Show that the transformation T:R^2->R^2 given T(x1,x2)=(3x1-5x2,x1+2x2)
is linear by verifying that satisfies the definition of linear.
To show that the transformation T:R^2 -> R^2 given by T(x1,x2) = (3x1 - 5x2, x1 + 2x2) is linear, we need to verify that it satisfies the definition of linearity.
A transformation T: V -> W is said to be linear if it satisfies two conditions:
1. T(u + v) = T(u) + T(v) for all vectors u and v in V (additivity)
2. T(cu) = cT(u) for all vectors u in V and all scalars c (homogeneity)
Let's check both conditions for our given transformation T(x1,x2) = (3x1 - 5x2, x1 + 2x2):
1. Additivity:
Consider two vectors u = (x1, x2) and v = (y1, y2) in R^2. We need to show that T(u + v) = T(u) + T(v).
T(u + v) = T(x1 + y1, x2 + y2) = (3(x1 + y1) - 5(x2 + y2), (x1 + y1) + 2(x2 + y2))

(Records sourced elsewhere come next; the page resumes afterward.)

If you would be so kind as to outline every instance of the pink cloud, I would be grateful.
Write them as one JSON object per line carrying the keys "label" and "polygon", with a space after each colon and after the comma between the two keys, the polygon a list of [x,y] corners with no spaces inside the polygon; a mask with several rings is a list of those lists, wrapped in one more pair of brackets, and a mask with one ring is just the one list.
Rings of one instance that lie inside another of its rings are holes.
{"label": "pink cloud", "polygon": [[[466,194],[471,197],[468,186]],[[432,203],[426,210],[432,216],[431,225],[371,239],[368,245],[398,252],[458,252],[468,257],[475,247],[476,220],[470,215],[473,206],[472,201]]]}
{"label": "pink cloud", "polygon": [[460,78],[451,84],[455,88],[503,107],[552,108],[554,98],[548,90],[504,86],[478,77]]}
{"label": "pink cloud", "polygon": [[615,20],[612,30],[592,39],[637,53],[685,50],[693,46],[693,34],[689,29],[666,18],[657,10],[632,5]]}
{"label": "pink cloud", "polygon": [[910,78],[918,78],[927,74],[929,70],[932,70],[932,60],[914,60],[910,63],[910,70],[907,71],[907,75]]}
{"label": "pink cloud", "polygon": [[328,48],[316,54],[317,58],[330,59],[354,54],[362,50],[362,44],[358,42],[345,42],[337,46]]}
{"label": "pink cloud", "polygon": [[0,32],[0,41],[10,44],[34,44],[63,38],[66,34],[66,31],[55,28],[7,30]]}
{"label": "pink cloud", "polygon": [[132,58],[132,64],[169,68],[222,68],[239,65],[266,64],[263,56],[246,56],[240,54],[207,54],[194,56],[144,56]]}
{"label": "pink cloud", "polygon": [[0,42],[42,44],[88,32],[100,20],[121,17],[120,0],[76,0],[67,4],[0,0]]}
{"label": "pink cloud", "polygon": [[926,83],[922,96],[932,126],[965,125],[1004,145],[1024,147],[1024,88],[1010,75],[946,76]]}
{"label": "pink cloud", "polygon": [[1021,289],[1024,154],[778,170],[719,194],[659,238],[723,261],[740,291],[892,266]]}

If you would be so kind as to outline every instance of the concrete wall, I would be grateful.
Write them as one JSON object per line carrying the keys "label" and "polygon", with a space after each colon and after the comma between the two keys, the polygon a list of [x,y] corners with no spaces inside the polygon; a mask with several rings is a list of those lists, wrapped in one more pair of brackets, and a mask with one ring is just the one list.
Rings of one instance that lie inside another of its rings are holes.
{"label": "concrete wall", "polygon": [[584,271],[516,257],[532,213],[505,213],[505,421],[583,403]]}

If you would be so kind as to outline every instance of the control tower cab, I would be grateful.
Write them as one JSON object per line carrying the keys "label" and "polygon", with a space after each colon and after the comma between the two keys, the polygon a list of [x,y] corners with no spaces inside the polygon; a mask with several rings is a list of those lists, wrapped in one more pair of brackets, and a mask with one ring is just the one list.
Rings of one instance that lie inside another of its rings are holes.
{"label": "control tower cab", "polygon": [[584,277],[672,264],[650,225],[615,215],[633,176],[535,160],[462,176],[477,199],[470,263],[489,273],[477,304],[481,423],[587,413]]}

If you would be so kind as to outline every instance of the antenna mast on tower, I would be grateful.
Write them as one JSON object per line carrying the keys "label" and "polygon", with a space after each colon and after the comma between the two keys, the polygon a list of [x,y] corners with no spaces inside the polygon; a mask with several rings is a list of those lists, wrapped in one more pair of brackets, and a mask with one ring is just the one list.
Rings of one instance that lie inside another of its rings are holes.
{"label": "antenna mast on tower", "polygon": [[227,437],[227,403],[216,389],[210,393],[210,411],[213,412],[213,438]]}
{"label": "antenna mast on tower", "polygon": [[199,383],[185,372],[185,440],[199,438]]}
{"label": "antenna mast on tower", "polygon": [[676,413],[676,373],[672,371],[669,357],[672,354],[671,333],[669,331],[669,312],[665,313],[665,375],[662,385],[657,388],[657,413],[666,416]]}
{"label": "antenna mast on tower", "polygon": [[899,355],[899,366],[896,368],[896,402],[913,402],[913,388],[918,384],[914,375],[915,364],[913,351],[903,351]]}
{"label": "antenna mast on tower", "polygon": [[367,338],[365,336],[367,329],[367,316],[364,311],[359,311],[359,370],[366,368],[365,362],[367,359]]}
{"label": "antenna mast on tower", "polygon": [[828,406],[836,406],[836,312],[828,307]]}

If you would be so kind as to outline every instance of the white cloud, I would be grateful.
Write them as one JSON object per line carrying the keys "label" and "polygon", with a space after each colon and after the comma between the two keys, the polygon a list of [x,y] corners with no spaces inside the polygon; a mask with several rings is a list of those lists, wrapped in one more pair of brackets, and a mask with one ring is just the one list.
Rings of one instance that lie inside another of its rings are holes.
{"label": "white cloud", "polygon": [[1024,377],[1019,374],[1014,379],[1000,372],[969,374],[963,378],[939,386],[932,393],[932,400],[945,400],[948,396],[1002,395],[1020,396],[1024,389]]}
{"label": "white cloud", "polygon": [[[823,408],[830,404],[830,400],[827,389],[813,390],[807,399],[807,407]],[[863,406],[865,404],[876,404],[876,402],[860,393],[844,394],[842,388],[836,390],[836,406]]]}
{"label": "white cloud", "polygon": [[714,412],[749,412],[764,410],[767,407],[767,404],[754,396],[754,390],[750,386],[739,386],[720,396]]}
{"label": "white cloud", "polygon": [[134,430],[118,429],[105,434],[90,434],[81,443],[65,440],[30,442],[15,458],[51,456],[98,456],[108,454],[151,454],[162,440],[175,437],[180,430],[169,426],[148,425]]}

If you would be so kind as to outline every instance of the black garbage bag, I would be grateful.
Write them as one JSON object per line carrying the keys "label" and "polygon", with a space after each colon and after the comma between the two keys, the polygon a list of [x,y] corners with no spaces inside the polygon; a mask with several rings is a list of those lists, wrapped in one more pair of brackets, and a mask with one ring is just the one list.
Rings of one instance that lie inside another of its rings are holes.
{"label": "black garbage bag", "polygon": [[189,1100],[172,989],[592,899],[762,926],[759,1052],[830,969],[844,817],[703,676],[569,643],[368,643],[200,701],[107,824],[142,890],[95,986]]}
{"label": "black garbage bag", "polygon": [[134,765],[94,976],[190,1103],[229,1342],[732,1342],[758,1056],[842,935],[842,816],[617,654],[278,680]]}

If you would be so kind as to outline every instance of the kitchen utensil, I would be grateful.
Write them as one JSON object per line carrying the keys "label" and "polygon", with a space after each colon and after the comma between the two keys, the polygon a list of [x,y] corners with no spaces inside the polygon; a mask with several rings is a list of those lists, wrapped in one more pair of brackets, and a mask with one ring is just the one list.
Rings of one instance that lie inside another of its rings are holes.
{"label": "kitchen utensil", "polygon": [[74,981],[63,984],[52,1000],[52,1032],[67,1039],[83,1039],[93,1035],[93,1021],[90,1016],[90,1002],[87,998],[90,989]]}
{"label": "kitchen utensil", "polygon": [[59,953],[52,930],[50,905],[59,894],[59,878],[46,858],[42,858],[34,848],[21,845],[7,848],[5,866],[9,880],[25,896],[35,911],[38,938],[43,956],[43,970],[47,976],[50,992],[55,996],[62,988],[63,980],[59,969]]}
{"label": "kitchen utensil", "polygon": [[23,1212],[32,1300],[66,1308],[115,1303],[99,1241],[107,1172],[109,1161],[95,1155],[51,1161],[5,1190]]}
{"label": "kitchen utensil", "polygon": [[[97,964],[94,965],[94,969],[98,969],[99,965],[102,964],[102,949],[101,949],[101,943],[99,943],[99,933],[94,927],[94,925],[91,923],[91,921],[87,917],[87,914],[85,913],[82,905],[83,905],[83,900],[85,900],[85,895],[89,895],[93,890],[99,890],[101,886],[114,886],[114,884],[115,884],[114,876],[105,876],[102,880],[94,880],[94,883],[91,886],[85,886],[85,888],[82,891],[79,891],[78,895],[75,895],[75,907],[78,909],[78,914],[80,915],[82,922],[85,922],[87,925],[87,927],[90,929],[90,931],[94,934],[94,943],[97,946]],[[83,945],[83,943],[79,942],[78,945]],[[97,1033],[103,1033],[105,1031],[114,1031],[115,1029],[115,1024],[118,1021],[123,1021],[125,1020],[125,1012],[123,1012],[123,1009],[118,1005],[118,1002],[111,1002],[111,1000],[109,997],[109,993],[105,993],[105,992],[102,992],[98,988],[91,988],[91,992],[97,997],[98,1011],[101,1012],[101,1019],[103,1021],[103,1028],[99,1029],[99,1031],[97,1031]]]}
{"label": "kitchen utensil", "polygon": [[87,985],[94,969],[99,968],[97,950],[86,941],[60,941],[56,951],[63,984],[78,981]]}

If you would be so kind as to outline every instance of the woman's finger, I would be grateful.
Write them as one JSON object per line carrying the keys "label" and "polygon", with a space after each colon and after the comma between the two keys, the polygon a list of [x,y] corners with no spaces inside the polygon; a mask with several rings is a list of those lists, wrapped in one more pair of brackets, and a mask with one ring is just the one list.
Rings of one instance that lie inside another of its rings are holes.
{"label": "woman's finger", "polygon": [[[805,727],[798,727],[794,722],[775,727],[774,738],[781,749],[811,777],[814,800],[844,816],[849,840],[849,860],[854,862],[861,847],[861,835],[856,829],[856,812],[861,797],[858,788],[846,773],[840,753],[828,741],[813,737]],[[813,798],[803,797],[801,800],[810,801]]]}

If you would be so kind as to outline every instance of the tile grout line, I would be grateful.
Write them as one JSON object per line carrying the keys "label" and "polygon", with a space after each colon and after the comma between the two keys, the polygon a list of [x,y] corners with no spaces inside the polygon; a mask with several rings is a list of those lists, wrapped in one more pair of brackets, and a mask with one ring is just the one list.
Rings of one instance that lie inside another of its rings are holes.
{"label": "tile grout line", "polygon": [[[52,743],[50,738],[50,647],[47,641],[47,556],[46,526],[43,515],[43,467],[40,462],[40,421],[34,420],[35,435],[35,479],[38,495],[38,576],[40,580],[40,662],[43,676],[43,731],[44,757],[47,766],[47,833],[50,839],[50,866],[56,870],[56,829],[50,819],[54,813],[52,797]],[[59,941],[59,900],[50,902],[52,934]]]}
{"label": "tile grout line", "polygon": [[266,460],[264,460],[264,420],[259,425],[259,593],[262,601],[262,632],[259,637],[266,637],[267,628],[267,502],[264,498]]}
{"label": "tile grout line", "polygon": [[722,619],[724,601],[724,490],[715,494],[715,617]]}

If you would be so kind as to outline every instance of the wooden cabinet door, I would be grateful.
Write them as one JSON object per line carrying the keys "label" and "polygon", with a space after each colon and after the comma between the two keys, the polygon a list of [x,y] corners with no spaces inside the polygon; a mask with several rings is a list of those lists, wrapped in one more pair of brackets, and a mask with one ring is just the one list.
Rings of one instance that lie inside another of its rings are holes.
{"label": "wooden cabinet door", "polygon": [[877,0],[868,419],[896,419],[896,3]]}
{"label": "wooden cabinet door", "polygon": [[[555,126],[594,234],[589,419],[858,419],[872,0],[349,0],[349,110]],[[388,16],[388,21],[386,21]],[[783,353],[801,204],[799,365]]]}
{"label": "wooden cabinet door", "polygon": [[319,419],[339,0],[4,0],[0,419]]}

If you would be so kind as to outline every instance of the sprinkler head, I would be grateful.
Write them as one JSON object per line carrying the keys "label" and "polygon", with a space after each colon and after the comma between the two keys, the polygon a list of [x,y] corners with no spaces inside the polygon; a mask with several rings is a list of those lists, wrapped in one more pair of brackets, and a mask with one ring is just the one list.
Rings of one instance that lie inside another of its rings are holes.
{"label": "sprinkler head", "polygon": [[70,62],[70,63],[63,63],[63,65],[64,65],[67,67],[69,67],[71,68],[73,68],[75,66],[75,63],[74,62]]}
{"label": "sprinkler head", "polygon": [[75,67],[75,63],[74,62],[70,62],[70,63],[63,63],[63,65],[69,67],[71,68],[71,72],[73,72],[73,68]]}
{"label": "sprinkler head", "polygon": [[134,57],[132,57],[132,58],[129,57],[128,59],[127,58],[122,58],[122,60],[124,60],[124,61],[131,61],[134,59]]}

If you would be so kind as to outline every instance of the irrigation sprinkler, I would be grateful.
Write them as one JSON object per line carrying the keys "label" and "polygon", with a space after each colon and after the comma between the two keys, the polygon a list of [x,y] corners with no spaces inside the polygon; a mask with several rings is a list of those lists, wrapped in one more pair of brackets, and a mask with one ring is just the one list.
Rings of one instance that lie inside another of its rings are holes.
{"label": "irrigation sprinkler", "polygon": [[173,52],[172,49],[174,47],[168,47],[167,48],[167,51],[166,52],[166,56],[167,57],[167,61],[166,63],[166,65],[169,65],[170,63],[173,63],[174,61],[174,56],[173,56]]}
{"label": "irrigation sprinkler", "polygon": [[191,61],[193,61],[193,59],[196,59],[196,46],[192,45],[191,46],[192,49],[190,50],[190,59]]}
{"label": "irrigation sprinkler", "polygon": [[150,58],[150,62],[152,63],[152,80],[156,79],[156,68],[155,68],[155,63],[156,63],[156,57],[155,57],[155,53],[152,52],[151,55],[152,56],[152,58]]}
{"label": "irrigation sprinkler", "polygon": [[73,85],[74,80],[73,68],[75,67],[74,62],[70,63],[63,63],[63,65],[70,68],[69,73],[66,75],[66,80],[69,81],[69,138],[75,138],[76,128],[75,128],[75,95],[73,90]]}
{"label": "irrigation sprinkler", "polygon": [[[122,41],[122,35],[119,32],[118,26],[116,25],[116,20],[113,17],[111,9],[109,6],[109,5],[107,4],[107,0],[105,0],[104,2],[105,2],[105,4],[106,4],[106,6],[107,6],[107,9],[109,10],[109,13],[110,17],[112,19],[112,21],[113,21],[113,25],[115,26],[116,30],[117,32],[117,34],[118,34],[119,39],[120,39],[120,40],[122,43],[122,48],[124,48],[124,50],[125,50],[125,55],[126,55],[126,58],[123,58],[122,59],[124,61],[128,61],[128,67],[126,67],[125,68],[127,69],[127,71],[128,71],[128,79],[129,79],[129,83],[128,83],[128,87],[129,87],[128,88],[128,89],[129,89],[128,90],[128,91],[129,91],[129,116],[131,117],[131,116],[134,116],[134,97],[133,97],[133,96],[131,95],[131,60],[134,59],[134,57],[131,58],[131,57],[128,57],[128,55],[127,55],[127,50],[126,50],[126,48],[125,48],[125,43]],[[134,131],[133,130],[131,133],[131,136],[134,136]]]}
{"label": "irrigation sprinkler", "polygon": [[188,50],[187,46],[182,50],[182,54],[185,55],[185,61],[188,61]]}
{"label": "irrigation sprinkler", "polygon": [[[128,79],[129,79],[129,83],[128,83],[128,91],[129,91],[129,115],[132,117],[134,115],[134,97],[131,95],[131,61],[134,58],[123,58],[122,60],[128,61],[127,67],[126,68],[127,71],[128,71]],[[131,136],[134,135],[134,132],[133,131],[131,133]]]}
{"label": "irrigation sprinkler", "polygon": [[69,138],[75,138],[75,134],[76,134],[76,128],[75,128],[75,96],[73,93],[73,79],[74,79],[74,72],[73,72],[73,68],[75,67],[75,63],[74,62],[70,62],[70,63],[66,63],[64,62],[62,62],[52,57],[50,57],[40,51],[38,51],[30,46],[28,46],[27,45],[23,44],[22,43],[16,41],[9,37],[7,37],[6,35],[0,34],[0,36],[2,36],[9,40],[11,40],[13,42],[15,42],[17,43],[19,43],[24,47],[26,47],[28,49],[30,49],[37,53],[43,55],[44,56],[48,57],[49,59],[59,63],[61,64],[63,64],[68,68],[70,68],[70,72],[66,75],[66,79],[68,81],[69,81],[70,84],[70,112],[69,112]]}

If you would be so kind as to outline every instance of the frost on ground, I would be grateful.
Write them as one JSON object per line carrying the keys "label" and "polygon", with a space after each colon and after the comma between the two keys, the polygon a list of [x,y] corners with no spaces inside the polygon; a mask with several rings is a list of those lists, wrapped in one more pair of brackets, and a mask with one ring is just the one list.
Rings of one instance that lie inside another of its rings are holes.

= (3x1 - 5x2 + 3y1 - 5y2, x1 + x2 + y1 + y2)
= (3x1 - 5x2, x1 + x2) + (3y1 - 5y2, y1 + y2)
= T(x1, x2) + T(y1, y2)
Hence, T satisfies the additivity condition.
2. Homogeneity:
Consider a vector u = (x1, x2) in R^2 and a scalar c. We need to show that T(cu) = cT(u).
T(cu) = T(c(x1, x2)) = T(cx1, cx2) = (3(cx1) - 5(cx2), (cx1) + 2(cx2))
= (c(3x1) - c(5x2), c(x1) + c(2x2))
= c(3x1 - 5x2, x1 + 2x2)
= cT(x1, x2)
Hence, T satisfies the homogeneity condition.
Since T satisfies both the additivity and homogeneity conditions, we can conclude that the transformation T(x1,x2) = (3x1 - 5x2, x1 + 2x2) is linear.